Body mass index (BMI) is an estimate of body fat based on height and weight. It doesn’t measure body fat directly, but instead uses an equation to make an approximation. BMI can help determine whether a person is at an unhealthy or healthy weight.
A high BMI can be a sign of too much fat on the body, while a low BMI can be a sign of too little fat on the body. The higher a person’s BMI, the greater their chances of developing certain serious conditions, such as heart disease, high blood pressure, and diabetes. A very low BMI can also cause health problems, including bone loss, decreased immune function, and anomia. While BMI can be useful in screening children and adults for body weight problems, it does have its limits. BMI may overestimate the amount of body fat in athletes and other people with very muscular bodies. It may also underestimate the amount of body fat in older adults and other people who have lost muscle mass.

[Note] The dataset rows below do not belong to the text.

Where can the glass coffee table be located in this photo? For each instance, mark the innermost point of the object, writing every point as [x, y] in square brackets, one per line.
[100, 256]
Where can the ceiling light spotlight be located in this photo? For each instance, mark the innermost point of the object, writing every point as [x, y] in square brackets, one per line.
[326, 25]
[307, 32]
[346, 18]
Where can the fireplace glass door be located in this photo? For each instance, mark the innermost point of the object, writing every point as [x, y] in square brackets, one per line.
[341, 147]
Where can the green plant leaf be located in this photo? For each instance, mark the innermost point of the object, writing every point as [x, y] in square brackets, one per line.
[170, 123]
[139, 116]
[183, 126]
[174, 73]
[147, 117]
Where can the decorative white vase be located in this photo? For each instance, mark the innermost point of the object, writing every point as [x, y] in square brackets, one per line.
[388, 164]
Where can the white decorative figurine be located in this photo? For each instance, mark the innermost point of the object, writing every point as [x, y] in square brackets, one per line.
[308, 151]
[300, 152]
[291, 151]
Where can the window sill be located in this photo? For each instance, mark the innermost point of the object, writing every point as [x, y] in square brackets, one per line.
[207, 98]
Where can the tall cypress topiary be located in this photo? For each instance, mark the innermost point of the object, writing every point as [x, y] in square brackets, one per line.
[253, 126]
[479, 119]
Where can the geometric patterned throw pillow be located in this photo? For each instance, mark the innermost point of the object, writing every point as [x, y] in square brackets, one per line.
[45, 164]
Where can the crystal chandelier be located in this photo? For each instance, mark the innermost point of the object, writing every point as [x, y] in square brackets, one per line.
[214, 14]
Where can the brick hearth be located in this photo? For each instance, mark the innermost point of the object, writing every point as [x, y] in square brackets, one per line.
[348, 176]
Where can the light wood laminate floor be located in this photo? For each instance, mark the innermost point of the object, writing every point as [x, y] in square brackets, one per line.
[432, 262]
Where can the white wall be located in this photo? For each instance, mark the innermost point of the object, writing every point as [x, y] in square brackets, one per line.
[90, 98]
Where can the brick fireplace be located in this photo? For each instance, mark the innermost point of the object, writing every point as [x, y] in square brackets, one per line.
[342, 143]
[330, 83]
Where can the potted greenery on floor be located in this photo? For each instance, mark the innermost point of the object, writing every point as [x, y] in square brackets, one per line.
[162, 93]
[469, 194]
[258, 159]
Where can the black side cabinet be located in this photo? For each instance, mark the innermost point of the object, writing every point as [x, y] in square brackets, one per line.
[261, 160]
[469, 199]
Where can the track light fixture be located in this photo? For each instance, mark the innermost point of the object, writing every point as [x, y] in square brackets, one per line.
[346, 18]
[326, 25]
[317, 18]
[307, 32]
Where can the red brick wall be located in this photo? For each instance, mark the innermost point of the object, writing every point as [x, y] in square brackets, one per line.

Too much fat is a serious health risk. Problems such as hypertension, elevated blood lipids (fats and cholesterol), diabetes mellitus, cardiovascular disease, respiratory dysfunction, gallbladder disease, and a myriad of other health problems are all related to obesity. The ongoing epidemic of obesity in children and adults has highlighted the importance of knowing a person’s body fat for short-term and long-term health. An important part of understanding a user’s health is differentiating between what is healthy and what is not, especially when it comes to fat. It’s common to assume that having as little fat as possible is healthy.
How to Identify?
People gain weight as a result of an energy imbalance. The body needs a certain amount of energy from food in order to function. This energy is obtained in the form of calories. Your weight will usually stay generally the same when you consume the same number of calories as your body uses or “burns” each day. If you take in more calories than you burn, you will gain weight over time.
Energy imbalance is certainly one of the biggest contributors to weight gain. However, your ideal weight is primarily determined by genetics, as well as by the types of foods you eat and how much you exercise. If you have a high BMI, it’s important to lower it so you’re at a healthy weight status. A high BMI is related to a greater risk of developing serious health conditions, such as:
- Heart disease
- High blood pressure
- Liver disease
- Certain cancers, including breast, colon and kidney cancers
What to Do?
You can lower body fat and get to a healthier weight by exercising at least three times per week. You should also follow certain diet habits, such as eating only when you’re hungry, eating mindfully, and choosing a diet that’s rich in whole, unprocessed foods. You may also benefit from nutritional counselling. A dietitian can teach you which foods to eat and how much food you should eat in order to lose weight
If you have a low BMI, discuss your weight with your doctor. If needed, increasing the amount of food you eat each day or reducing the amount of exercise can help you gain weight. A dietitian can also help you learn how to gain weight in a healthy way.